Biography

Waud, Elizabeth

Elizabeth Waud has written just this book (at least, under that name). I do wonder if she wrote more under another name, as Easter Meeting is a very accomplished book indeed for a first and only novel.

I have been able to find out no biographical information about her whatsover, but I would guess from Easter Meeting that she had at least visited Lancashire, where the book is set, if not lived there because of the amount of topographical detail in the book. She was certainly familiar with the quicksands in Morecambe Bay, which play a dramatic part in the book. It is the story of four children who spend their holidays on their aunt’s stud farm, as their parents are away. It’s a pity Elizabeth Waud didn’t write more, because this novel is very good indeed: the children (two of them are teenagers) are very well observed, particularly Flicker (Felicia), one of those personalities whose feelings and impulses tend to govern everybody else’s.

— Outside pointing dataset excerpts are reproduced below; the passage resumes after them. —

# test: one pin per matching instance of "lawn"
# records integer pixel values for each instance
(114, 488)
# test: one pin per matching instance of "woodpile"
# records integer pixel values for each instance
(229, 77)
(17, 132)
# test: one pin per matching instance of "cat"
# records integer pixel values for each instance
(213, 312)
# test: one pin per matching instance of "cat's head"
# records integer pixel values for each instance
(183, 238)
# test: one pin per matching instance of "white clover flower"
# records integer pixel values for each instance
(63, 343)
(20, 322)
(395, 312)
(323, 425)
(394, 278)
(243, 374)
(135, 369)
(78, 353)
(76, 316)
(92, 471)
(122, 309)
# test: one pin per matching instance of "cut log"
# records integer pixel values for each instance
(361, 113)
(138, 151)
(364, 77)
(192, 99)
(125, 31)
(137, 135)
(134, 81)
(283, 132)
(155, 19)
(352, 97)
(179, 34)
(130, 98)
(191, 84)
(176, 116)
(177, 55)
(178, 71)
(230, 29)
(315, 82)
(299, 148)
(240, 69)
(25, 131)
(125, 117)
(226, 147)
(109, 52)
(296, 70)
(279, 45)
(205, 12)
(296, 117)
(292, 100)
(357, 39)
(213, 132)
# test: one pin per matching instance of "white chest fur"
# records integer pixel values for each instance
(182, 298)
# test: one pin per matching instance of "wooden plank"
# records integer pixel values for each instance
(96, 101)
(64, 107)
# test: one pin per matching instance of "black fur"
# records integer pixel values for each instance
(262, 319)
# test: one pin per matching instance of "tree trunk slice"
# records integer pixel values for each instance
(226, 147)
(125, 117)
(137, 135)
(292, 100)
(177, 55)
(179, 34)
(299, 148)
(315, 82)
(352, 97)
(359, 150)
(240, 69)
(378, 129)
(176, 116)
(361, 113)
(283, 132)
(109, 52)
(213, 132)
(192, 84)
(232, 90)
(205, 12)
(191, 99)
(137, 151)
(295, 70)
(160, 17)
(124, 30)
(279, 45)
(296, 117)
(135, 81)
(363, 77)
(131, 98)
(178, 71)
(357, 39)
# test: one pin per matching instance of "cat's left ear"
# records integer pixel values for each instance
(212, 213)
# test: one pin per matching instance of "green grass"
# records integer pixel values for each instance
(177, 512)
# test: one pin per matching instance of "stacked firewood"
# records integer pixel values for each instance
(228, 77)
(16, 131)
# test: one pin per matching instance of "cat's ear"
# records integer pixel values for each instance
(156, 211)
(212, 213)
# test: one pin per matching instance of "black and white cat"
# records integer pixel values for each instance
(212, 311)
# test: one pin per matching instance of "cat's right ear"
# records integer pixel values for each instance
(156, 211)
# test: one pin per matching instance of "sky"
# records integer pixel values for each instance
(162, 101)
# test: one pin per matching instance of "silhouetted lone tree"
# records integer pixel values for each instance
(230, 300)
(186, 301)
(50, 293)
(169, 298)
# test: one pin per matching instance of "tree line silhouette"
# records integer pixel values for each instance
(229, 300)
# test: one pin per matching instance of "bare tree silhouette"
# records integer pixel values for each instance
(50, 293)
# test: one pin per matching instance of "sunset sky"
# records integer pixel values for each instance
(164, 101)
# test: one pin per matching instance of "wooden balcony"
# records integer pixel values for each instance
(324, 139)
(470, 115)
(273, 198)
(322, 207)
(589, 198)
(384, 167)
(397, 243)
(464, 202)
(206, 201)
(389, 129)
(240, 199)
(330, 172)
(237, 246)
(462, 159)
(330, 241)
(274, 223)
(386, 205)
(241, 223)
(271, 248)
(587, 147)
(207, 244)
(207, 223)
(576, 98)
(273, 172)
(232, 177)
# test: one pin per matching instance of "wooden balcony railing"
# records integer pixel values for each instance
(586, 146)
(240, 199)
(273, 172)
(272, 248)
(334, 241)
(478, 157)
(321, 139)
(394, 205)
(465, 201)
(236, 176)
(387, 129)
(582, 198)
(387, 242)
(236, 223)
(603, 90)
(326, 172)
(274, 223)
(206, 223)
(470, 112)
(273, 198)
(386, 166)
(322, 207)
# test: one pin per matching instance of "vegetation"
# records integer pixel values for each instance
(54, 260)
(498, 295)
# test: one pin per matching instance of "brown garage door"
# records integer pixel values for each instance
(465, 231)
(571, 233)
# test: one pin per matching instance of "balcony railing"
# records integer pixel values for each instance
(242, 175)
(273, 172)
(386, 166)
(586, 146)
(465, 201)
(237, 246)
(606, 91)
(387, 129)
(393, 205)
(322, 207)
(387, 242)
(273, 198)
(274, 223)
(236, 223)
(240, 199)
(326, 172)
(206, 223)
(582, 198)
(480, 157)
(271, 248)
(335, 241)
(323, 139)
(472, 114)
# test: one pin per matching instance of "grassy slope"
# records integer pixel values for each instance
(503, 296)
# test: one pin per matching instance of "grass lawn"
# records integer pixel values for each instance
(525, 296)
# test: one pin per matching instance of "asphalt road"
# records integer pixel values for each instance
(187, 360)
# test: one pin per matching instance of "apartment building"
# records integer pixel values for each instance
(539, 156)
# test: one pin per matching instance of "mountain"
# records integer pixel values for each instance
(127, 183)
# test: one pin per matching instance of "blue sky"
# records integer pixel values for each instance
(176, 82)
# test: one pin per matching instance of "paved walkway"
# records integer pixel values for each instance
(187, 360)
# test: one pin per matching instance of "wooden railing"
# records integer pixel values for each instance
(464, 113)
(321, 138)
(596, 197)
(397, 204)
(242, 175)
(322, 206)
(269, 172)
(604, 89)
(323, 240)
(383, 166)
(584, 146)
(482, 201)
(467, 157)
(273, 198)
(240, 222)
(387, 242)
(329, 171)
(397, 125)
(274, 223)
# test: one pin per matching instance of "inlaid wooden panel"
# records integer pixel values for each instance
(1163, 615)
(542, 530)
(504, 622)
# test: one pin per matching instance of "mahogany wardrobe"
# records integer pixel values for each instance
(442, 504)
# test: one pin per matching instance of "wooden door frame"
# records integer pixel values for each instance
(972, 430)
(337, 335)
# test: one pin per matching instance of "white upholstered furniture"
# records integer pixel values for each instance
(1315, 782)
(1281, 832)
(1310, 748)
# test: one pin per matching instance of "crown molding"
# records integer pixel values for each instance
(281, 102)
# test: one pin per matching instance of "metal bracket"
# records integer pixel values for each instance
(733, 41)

Miss Knox, the aunt with whom the children are staying, is brisk in the extreme. The children’s parents are away, which they mostly seem to be in children's literature, and there is a rather poignant moment when Geoffrey, the eldest at 17, is asked if his mother is dead, as they spend all holidays with their aunt. He replies: ‘ “You thought she was dead? It almost seems like it sometimes,” said Geoffrey, so quietly that John could hardly hear.' But the children, as children do, get on with life.

The book is a reflection of the life many boarding school children with absent parents lived; their aunt is emotionally remote, and makes no concessions at all to the children. She does not like Simon’s animal-keeping habit, and that is that. Having said that, I wonder if Elizabeth Waud was similarly brisk: when describing Holm Oaks, the house, she says:

'..only the hall was panelled, and that had been done by Miss Knox’s grandfather, to keep up with the fashion of the time. Luckily he had not had time to panel the other rooms, with their elegant plastered walls and beautifully adorned ceilings, before he took a fall out hunting and broke his back.'

This is, I suppose, one method of maintaining the historic fabric of a building though it does seem a little hard on the perpetrator.

I am probably being too hard on Elizabeth Waud here: the children are beautifully observed, as are the horses, who all emerge as authentic characters; from the stallions Golden Boy and Bayard to the riding school horses Heather and Storm.